I’ll chime in now; a chance to share a couple of my own traffic experiences. This is the kind of stuff usually reserved for the police parking lot after gassing up the city ride when officers have a chance to play, “top this”.
A fellow of Middle Eastern heritage was doing a poor job of fleeing, an assumption on my part, as he continued to run stop signs and red lights while I was behind him with my emergency equipment on. When he finally pulled over I noticed several wrecker drivers setting up for a sure thing, having listened to the police frequencies as I explained to my dispatcher what had been going on.
The violator knew he was about to visit the jail house for running from a cop so he starts off apologizing for having driven a car with bad brakes; never would he consider running from a law enforcement officer. I smiled and looked over at the wrecker drivers parked half a block away and I began writing traffic tickets for each and every stop sign and red light he’d run through.
“You’re still going to write me tickets after I explained that my brakes were bad?” He thought his lame excuse would exempt him from the consequences of his actions.
“Yes, Sir; and to show how much I care for your safety and rest of your fellow citizens I’m going to keep you from having to drive an unsafe vehicle.” I nodded in the direction of the wrecker drivers who’d already done their “ritual of the tokens”, a form of drawing straws to see who got the job.
“I think it will be okay if I keep the speed down…” I could hear him sputtering as it dawned on him that he was now a pedestrian.
“I can’t take that chance, knowing your vehicle has bad brakes; what if you had a wreck? I could get sued all because I tried to be nice; no, the car gets towed.”
I offered him a ride to the nearest bus stop; but I don’t think he wanted anything to do with the back seat of my police car. I left him standing on the side of the street several blocks from the nearest telephone; this was before everyone and his brother had a cell phone.
I may have stopped a relative of his downtown, a similar accent; Iraq, Iran or maybe Syria, they all sound the same to me. I observed the vehicle run a red light and, after writing the ticket, the violator tore it up and threw it on the sidewalk. I wrote him a second ticket, littering. He tore it up as well. I explained that he might wish to at least look at the court date in order to avoid my showing up at his door once it became a warrant. I must have had a convincing smirk as he studied my demeanor and was quite certain I would do just that; he picked up the fragments and stuffed them in his shirt pocket.
A month later I was in court for those particular violations; the fellow showed up with his language interpreter and pretended not to speak English.

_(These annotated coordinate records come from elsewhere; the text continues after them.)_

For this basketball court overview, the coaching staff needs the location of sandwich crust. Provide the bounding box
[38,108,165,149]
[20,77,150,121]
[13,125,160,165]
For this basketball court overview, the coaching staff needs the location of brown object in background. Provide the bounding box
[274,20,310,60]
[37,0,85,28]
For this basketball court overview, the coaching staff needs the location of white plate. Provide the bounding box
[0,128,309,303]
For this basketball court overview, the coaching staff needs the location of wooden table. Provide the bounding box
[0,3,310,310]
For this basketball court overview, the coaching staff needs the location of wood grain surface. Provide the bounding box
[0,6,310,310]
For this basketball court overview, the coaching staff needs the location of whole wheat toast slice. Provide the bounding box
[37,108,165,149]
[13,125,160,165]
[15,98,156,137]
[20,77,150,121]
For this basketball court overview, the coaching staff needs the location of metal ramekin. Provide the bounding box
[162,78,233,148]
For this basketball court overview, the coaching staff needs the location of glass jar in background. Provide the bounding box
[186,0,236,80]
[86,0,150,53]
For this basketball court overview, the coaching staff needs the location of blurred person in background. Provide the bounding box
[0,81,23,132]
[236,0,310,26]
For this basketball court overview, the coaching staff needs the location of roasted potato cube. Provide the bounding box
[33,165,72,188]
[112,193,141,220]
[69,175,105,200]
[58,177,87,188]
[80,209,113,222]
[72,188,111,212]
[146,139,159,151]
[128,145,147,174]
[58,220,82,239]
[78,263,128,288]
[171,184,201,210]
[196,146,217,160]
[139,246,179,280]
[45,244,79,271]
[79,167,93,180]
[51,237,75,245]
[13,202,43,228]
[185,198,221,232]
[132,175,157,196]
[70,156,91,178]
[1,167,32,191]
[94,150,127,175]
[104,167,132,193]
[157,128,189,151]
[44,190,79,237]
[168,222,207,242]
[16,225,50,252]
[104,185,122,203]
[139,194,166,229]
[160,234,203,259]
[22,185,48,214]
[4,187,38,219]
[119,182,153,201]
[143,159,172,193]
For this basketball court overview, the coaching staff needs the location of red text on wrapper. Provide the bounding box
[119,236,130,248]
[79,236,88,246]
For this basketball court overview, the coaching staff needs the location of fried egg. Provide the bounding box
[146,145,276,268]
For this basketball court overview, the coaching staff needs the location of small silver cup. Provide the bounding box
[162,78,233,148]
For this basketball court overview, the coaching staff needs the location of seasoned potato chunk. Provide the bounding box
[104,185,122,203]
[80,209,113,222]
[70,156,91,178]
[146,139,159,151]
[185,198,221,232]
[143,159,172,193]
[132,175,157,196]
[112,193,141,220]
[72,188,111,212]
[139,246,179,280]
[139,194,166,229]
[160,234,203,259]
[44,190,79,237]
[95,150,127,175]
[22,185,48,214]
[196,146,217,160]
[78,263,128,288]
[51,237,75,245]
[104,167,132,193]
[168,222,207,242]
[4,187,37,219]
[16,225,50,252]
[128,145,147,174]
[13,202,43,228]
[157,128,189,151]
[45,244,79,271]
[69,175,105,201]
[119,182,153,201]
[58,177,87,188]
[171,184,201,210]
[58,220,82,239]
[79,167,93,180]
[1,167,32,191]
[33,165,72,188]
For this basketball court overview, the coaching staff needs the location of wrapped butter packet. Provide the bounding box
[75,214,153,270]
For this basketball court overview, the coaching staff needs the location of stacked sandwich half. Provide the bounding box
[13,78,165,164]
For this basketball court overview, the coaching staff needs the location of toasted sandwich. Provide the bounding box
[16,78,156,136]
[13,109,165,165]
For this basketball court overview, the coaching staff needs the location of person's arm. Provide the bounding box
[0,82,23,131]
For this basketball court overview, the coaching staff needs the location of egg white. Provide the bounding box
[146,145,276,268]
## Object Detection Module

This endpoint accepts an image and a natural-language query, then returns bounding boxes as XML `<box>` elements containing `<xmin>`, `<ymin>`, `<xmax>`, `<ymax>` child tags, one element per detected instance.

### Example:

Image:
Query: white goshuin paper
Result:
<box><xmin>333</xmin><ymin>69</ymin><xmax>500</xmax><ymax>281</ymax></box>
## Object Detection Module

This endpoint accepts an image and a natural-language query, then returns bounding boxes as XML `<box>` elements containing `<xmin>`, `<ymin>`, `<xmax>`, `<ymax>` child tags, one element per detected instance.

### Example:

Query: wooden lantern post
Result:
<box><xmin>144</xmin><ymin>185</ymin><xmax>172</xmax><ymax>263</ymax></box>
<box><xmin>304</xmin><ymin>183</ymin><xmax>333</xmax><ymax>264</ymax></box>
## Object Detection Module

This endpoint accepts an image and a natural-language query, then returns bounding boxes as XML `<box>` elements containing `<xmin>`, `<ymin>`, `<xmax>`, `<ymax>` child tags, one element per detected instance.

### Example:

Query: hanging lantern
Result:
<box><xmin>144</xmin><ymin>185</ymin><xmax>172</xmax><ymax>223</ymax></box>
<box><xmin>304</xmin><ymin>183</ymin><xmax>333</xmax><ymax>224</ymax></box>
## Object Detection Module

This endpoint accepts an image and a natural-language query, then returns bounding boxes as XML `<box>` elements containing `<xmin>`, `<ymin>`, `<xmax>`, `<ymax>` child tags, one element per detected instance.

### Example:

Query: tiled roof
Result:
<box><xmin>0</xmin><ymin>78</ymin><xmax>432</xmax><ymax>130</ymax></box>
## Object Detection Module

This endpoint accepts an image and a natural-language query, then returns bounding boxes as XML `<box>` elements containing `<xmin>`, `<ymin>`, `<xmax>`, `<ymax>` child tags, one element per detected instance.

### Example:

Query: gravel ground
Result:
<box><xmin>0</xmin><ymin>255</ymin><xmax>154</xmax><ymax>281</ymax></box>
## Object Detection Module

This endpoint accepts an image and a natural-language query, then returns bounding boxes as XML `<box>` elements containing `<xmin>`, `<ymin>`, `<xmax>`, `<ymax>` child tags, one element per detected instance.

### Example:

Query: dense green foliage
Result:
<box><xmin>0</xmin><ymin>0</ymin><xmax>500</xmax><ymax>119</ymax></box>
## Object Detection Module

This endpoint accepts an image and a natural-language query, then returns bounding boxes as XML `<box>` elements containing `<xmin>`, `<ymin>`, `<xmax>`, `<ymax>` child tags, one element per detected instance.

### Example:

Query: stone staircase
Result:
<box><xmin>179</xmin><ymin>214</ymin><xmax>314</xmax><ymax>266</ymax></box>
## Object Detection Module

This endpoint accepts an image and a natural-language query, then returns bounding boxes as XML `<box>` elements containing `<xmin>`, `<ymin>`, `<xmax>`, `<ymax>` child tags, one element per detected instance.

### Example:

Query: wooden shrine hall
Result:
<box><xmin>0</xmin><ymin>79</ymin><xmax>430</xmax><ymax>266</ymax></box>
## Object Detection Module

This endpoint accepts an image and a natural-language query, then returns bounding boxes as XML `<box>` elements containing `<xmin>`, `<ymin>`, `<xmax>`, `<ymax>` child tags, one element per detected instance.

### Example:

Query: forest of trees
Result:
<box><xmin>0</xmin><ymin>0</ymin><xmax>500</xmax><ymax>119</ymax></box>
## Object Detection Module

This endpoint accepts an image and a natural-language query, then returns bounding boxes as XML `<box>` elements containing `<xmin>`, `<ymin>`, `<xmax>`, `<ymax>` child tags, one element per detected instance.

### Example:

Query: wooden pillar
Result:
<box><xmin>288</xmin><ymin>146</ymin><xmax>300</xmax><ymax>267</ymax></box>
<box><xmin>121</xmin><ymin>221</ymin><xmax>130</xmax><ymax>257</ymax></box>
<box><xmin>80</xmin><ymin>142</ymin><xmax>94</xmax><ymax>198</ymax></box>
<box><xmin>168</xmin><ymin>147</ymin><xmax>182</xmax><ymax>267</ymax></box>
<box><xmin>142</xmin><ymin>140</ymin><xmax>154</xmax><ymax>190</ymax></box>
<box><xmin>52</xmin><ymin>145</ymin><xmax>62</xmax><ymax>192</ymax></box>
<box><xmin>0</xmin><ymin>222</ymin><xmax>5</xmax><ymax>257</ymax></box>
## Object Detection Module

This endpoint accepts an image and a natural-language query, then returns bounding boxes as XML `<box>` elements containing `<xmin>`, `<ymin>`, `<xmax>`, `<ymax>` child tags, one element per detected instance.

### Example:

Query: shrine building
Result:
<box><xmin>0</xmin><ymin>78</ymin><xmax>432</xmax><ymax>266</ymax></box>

I should point out that during my original “interview” I learned the violator was working on his doctorate in English at the University of St. Thomas; he spoke better English than I did.
I explained this to the prosecutor, one I’d gotten to know over the years, and he told me to “sit back and enjoy the show”. I was able to answer the requirements of law and then listened to the mock third party question and answer session put on by the defendant and his translator. I wondered how long he could keep it up as the prosecutor started to get under his skin with each passing question. It took all of five minutes before the defendant blew up and left a trail of insults, all in perfect English, toward the entire court system, the prosecutor and myself in particular.
The judge was no idiot and had been enjoying the “show”. “I think the court has heard enough…guilty on both charges.” I can’t recall how much the fines were; I was having too much fun doing my Cheshire Cat Grin. Of all the things I miss the most about police work since I retired, those types of interchanges rank high on the list.